JeremyGrosser / tablesnap

Uses inotify to monitor Cassandra SSTables and upload them to S3
BSD 2-Clause "Simplified" License
181 stars 86 forks source link

Tableslurp performance expectation #94

Open pdehlke opened 6 years ago

pdehlke commented 6 years ago

I regularly tell people, after 25 years in data centers, that nobody cares about backups. The only thing people actually care about is restores.

To that end I have been testing tablesnap with a small keyspace. The current test dataset is ~28 GB and has a fairly decent rate of churn; I have been running tablesnap for two weeks and have tablechop set to prune the data at 7 days.
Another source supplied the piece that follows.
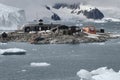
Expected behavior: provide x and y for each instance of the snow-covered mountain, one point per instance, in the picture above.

The S3 bucket currently holds about 145 GB.

I invoked tableslurp like so:

tableslurp -k <Key> -s <secret> --aws-region us-west-2 -r -n ip-10-14-193-47 my-cassandra-backups-us-west-2 /data/cassandra/data/test_keyspace ./cassandra/data/test_keyspace

After letting that run for 6 hours, tableslurp had created directories for 5 of my 179 tables and had not yet downloaded any files. I killed that process, and restarted with -t 50, to give me 50 threads, and went to bed.

12 hours later, tableslurp had created directories for 33 of the 179 tables, and still had downloaded exactly zero files.

Is this expected behavior? If not, what have I got wrong?